Dienstag, 13.05.2008

Segeln

America's Cup frühestens ab März 2009

New York - America's-Cup-Verteidiger Alinghi hat im Rechtsstreit mit dem klagenden US-Segelrennstall BMW Oracle Racing einen Erfolg erzielt. Der Oberste New Yorker Gerichtshof entschied, dass das Exklusivduell zwischen den Streitparteien frühestens am 12. März 2009 beginnen kann.

Segeln, America's Cup
© Getty

Damit wurde der Wunsch von BMW Oracle Racing, noch im Oktober dieses Jahres gegeneinander anzutreten, nicht erfüllt.

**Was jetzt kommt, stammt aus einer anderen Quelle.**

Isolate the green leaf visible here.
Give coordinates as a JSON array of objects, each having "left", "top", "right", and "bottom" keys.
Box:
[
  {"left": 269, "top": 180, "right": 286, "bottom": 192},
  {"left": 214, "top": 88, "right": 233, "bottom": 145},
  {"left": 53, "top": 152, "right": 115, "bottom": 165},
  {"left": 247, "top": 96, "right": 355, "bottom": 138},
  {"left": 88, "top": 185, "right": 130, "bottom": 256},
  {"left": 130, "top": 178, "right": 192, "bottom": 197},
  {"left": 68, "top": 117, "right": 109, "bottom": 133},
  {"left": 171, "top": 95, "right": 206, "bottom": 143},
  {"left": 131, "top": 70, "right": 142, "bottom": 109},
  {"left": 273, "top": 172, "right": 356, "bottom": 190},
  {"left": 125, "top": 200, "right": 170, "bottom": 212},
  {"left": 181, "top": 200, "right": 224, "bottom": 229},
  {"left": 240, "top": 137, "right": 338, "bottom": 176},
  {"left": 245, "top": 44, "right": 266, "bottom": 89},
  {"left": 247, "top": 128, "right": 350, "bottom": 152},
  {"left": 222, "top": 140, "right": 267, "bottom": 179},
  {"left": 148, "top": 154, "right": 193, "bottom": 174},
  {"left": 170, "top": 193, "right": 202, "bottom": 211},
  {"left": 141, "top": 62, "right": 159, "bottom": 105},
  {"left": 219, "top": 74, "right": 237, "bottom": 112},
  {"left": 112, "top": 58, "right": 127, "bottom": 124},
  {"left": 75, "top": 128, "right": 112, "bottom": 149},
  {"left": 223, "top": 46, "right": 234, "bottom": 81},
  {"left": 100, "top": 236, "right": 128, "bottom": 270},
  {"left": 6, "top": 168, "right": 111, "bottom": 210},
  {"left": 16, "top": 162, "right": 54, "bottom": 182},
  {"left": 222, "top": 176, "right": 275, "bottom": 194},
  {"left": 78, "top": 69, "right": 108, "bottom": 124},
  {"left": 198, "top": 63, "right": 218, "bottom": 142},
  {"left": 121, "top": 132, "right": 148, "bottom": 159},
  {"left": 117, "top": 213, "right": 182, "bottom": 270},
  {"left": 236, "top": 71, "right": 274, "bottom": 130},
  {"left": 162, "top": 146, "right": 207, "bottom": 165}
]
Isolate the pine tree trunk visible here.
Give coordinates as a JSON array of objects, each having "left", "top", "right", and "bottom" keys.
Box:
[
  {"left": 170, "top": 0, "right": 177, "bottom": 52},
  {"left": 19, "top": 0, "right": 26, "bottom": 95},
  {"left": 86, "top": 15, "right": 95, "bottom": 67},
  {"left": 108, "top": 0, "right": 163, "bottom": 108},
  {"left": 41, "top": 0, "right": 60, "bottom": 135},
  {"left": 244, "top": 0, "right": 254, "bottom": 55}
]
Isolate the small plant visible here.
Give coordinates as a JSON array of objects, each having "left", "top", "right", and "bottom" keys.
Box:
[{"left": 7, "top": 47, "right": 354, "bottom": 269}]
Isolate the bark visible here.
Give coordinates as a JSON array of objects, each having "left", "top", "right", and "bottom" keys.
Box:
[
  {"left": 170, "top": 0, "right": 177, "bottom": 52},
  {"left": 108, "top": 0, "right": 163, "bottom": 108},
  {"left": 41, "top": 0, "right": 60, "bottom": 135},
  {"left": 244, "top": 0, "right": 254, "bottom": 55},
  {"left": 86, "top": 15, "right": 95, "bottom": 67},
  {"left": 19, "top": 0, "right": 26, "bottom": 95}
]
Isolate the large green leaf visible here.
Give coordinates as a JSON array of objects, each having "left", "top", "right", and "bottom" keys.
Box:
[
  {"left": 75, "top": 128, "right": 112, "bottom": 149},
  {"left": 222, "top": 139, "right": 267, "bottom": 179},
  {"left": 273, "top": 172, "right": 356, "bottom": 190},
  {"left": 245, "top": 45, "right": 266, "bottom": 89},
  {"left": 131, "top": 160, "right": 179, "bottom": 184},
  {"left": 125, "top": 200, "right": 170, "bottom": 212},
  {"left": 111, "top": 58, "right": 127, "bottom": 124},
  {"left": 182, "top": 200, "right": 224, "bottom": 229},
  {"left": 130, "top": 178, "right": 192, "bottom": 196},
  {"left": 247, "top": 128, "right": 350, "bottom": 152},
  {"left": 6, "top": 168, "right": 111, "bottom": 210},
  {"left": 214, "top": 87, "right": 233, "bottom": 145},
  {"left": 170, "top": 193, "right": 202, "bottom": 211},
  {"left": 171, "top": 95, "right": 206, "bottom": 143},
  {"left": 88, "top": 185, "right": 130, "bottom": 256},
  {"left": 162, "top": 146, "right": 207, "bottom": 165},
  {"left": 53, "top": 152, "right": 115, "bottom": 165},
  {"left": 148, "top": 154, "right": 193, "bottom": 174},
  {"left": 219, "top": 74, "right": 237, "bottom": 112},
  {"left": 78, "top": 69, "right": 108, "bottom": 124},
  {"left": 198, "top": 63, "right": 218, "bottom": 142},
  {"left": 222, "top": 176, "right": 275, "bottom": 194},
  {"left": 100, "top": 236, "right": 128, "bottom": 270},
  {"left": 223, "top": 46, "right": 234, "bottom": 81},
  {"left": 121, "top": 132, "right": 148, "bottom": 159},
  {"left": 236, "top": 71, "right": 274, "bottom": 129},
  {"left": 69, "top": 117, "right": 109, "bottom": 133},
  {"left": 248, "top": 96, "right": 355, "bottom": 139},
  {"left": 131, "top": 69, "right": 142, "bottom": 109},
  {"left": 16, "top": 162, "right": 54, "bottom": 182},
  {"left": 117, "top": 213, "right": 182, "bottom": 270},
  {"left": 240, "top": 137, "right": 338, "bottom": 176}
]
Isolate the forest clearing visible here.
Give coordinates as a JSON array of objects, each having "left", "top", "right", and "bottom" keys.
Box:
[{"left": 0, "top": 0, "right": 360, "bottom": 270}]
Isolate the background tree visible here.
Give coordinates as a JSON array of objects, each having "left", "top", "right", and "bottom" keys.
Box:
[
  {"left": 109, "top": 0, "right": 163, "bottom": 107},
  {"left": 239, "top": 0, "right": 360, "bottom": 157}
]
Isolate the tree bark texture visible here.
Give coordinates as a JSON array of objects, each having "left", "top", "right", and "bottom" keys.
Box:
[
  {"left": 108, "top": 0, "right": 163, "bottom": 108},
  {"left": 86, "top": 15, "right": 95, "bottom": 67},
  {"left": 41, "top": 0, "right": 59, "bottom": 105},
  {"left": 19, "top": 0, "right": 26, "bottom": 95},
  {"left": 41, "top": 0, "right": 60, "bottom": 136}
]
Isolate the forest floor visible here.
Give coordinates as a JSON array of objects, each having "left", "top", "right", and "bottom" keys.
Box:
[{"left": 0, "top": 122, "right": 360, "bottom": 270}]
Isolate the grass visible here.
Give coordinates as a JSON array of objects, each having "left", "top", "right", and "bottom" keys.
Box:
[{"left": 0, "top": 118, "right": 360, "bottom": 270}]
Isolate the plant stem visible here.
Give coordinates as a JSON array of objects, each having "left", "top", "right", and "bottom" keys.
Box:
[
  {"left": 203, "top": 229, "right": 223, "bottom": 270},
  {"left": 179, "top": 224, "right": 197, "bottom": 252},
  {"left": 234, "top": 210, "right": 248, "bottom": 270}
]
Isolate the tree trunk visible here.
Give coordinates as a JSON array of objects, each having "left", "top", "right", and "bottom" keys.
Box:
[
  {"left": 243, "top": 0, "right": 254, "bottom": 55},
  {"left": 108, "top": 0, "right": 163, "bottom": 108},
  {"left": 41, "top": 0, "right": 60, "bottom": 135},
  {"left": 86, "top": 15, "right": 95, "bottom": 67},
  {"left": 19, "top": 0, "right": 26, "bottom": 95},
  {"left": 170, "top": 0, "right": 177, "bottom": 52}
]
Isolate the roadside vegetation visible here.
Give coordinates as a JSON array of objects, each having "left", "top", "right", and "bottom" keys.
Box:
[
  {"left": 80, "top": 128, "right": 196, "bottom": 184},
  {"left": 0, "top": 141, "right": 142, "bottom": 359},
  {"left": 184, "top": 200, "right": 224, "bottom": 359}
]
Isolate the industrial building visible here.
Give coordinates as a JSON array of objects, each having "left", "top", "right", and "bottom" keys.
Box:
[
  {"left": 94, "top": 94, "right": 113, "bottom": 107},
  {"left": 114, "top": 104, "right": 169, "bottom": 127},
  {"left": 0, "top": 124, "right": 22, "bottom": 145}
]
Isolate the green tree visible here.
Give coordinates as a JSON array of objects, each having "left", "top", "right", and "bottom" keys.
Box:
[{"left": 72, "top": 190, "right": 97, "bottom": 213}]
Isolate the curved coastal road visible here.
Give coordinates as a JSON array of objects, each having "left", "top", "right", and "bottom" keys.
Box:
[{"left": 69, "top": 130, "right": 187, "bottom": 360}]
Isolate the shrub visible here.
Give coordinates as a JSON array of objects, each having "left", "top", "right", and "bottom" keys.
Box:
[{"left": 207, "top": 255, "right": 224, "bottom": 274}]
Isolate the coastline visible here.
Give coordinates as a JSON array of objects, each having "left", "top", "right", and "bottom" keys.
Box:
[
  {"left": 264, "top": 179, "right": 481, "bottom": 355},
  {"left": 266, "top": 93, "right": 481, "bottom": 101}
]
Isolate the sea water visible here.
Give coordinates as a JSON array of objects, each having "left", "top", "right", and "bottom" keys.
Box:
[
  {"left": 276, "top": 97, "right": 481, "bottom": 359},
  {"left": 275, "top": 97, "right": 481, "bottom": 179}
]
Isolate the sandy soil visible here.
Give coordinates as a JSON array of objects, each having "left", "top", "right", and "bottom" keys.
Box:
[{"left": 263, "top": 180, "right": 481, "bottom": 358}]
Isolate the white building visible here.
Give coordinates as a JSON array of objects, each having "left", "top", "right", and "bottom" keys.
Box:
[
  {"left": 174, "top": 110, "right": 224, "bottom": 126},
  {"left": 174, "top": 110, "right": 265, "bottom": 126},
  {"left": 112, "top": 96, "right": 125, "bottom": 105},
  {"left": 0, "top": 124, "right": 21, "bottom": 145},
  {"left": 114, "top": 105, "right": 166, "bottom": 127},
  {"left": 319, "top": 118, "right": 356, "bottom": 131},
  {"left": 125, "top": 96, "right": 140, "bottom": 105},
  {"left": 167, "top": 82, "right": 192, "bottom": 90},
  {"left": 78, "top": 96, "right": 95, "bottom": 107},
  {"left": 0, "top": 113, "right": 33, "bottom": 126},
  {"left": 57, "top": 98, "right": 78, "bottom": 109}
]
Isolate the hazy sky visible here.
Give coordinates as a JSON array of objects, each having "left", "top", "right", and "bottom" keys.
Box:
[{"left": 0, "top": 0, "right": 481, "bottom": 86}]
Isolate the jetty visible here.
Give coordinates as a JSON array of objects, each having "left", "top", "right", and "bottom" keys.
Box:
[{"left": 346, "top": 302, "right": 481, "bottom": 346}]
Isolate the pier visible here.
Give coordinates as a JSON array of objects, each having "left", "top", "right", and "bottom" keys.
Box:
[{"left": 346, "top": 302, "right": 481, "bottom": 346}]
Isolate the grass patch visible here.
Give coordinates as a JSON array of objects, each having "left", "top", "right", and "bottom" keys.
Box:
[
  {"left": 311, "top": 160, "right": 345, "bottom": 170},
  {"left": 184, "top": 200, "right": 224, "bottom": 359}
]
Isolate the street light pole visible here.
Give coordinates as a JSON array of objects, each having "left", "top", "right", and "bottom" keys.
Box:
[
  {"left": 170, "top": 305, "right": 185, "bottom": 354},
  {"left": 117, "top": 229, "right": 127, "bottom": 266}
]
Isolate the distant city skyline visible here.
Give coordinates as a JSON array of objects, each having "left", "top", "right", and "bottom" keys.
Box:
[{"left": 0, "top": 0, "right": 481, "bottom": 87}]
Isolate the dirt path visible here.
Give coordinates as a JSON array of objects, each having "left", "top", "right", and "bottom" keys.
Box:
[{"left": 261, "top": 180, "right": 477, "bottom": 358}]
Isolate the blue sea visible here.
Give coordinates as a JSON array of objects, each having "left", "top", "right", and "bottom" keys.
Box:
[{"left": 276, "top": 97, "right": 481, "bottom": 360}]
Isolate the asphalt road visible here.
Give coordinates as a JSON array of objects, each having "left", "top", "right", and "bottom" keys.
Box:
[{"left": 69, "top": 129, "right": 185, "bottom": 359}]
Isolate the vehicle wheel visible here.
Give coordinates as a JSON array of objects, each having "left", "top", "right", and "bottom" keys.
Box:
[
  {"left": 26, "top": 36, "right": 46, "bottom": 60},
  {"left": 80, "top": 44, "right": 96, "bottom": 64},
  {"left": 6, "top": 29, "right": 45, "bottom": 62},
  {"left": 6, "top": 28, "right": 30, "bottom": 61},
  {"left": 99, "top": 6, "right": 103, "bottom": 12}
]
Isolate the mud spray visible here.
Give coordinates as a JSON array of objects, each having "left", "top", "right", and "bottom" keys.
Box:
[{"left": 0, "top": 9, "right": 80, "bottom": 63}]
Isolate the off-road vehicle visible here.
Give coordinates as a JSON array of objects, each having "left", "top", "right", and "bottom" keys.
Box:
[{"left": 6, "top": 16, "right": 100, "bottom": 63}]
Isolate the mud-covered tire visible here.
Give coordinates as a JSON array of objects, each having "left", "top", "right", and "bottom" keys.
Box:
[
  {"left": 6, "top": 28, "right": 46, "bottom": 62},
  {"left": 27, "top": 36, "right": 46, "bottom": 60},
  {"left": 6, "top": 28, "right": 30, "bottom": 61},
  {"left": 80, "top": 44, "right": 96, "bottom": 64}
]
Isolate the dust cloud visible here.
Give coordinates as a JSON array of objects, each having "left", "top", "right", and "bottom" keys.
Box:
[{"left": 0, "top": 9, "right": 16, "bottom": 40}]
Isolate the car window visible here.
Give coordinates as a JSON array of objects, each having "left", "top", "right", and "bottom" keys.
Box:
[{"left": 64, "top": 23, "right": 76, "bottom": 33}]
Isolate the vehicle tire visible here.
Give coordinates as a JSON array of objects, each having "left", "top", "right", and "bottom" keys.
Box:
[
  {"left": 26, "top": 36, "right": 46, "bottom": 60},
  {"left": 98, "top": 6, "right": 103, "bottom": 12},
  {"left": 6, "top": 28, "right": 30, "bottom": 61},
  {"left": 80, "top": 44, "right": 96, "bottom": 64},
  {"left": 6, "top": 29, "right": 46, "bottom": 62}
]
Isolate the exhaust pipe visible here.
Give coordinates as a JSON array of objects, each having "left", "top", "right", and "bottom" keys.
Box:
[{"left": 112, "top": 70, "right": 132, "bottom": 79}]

Zudem steht es Alinghi laut Urteil überraschend frei, ob der Zweikampf in Valencia oder an einem anderen Ort ausgetragen wird.

Diese Urteilspassage widerspricht indes den Statuten der Cup- Stiftungsurkunde, nach der ein America's Cup zwischen November und April nur in der südlichen Hemisphäre stattfinden darf. Nach Ansicht von Alinghi ist ein Duell somit nicht vor Mai 2009 möglich.

Titelverteidiger benennt Austragungsort

Gegner BMW Oracle muss sechs Monate vor Wettkampfbeginn über die Ortswahl informiert werden.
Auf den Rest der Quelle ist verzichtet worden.